Move to a New City for Work? No Thanks

Fewer workers have been moving for new jobs during the pandemic. Will anyone want to when it’s over?

The percentage of job seekers who relocated for work fell to 5% in 2020 and 4.2% in the first three months of 2021, according to quarterly surveys of about 3,000 people from outplacement firm Challenger, Gray and Christmas. That’s down from 5.7% in 2019 and 9.6% in 2018.

Some of that dip might include would-be moves temporarily halted by virus concerns and interim remote-work setups. The numbers could tick upward as some companies start calling workers, including recent hires who joined virtually, to the office, says Andrew Challenger, a senior vice president at Challenger. But he and other demography and career experts say the pandemic likely accelerated a yearslong trend of falling worker relocations—at least when the boss is the one giving the directive.

“This has been sort of an awakening moment for people,” says Chris Porter, chief demographer at John Burns Real Estate Consulting in Irvine, Calif. “After what we went through last year, I think there might be a resetting of priorities.”

Many parents are loath to pluck their kids from schools to which they’re just now returning after a tumultuous stretch of virtual learning. Some companies are opening and expanding satellite locations that could preclude the need for a physical move. And workers who have grown used to the flexibility of logging on from the dining room table might scoff at the idea of putting their families through a huge transition just so they can commute to new headquarters each day.

“Part of it is, ‘I’m offered that level of freedom in my current position, so tell me why I should give that up,’ ” says John Touey, a Philadelphia-area executive recruiter with Salveson Stetson Group who’s noticed job candidates are much more resistant to relocating for new opportunities these days. “I think we want to make these decisions because they’re personally motivated and they’re right for us and our families, versus they’re right for our employers.”

Many Americans have indeed moved during the pandemicto places their jobs didn’t ask them to go. Untethered from the office, they set out in search of more space and cheaper living costs. Some landed closer to relatives, or just somewhere they always wanted to be. Now that they’re there, it might be hard to get them to leave.

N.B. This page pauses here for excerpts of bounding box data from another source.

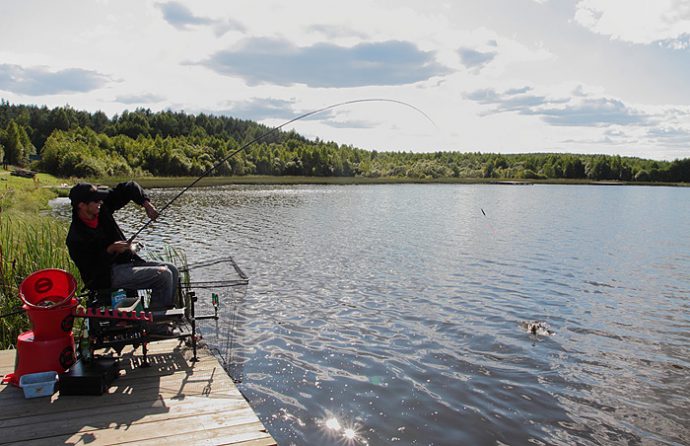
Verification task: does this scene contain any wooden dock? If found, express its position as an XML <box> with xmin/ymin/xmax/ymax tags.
<box><xmin>0</xmin><ymin>340</ymin><xmax>276</xmax><ymax>446</ymax></box>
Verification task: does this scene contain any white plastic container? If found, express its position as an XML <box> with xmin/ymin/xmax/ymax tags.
<box><xmin>19</xmin><ymin>372</ymin><xmax>58</xmax><ymax>399</ymax></box>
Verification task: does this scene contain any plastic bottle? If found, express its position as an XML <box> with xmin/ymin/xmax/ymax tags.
<box><xmin>110</xmin><ymin>289</ymin><xmax>127</xmax><ymax>308</ymax></box>
<box><xmin>79</xmin><ymin>320</ymin><xmax>91</xmax><ymax>362</ymax></box>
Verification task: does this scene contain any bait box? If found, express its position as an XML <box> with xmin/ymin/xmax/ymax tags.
<box><xmin>19</xmin><ymin>372</ymin><xmax>58</xmax><ymax>399</ymax></box>
<box><xmin>60</xmin><ymin>358</ymin><xmax>120</xmax><ymax>395</ymax></box>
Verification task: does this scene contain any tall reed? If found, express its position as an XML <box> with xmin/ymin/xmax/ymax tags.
<box><xmin>0</xmin><ymin>211</ymin><xmax>81</xmax><ymax>349</ymax></box>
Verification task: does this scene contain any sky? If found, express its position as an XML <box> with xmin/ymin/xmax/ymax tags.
<box><xmin>0</xmin><ymin>0</ymin><xmax>690</xmax><ymax>160</ymax></box>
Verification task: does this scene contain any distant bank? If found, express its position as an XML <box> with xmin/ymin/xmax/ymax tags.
<box><xmin>89</xmin><ymin>175</ymin><xmax>690</xmax><ymax>188</ymax></box>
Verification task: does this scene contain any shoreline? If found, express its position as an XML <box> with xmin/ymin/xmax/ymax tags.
<box><xmin>87</xmin><ymin>175</ymin><xmax>690</xmax><ymax>188</ymax></box>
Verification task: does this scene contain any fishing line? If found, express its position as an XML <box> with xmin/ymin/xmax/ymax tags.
<box><xmin>127</xmin><ymin>98</ymin><xmax>438</xmax><ymax>243</ymax></box>
<box><xmin>479</xmin><ymin>208</ymin><xmax>496</xmax><ymax>236</ymax></box>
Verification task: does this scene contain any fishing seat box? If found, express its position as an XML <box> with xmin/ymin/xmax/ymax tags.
<box><xmin>60</xmin><ymin>358</ymin><xmax>120</xmax><ymax>395</ymax></box>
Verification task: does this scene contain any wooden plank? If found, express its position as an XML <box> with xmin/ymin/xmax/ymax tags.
<box><xmin>0</xmin><ymin>340</ymin><xmax>275</xmax><ymax>446</ymax></box>
<box><xmin>0</xmin><ymin>398</ymin><xmax>253</xmax><ymax>444</ymax></box>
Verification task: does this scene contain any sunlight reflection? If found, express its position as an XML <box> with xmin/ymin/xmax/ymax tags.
<box><xmin>319</xmin><ymin>414</ymin><xmax>369</xmax><ymax>446</ymax></box>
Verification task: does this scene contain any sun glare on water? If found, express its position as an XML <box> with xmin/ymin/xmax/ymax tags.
<box><xmin>323</xmin><ymin>416</ymin><xmax>368</xmax><ymax>445</ymax></box>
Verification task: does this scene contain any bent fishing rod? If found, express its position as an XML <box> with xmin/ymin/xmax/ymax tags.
<box><xmin>127</xmin><ymin>98</ymin><xmax>438</xmax><ymax>243</ymax></box>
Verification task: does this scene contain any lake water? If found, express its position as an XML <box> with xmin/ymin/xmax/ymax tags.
<box><xmin>55</xmin><ymin>185</ymin><xmax>690</xmax><ymax>445</ymax></box>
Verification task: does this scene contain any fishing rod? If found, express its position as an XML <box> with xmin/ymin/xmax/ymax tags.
<box><xmin>127</xmin><ymin>98</ymin><xmax>438</xmax><ymax>243</ymax></box>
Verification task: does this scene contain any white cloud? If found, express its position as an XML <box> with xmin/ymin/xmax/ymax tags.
<box><xmin>0</xmin><ymin>0</ymin><xmax>690</xmax><ymax>158</ymax></box>
<box><xmin>575</xmin><ymin>0</ymin><xmax>690</xmax><ymax>48</ymax></box>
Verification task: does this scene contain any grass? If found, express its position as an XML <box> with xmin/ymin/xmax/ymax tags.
<box><xmin>0</xmin><ymin>211</ymin><xmax>79</xmax><ymax>349</ymax></box>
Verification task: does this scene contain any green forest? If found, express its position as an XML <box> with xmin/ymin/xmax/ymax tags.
<box><xmin>0</xmin><ymin>100</ymin><xmax>690</xmax><ymax>182</ymax></box>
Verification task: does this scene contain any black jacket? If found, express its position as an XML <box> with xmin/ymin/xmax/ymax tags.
<box><xmin>66</xmin><ymin>181</ymin><xmax>148</xmax><ymax>289</ymax></box>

“I feel like I can lay down roots here,” Dan Slamowitz, a product manager for a consulting firm, says of his choice to move to Centennial, Colo., last fall. He kept his Chicago-based role, a strategic move that enabled him to score the promotion he’d been working toward for years, even as a far-flung employee. He’s loving the area’s snowboarding, hiking and vegan offerings and hopes to buy a house.

“I wouldn’t move for a company anymore,” the 29-year-old says. “I just feel that I can prioritize where I want to be.”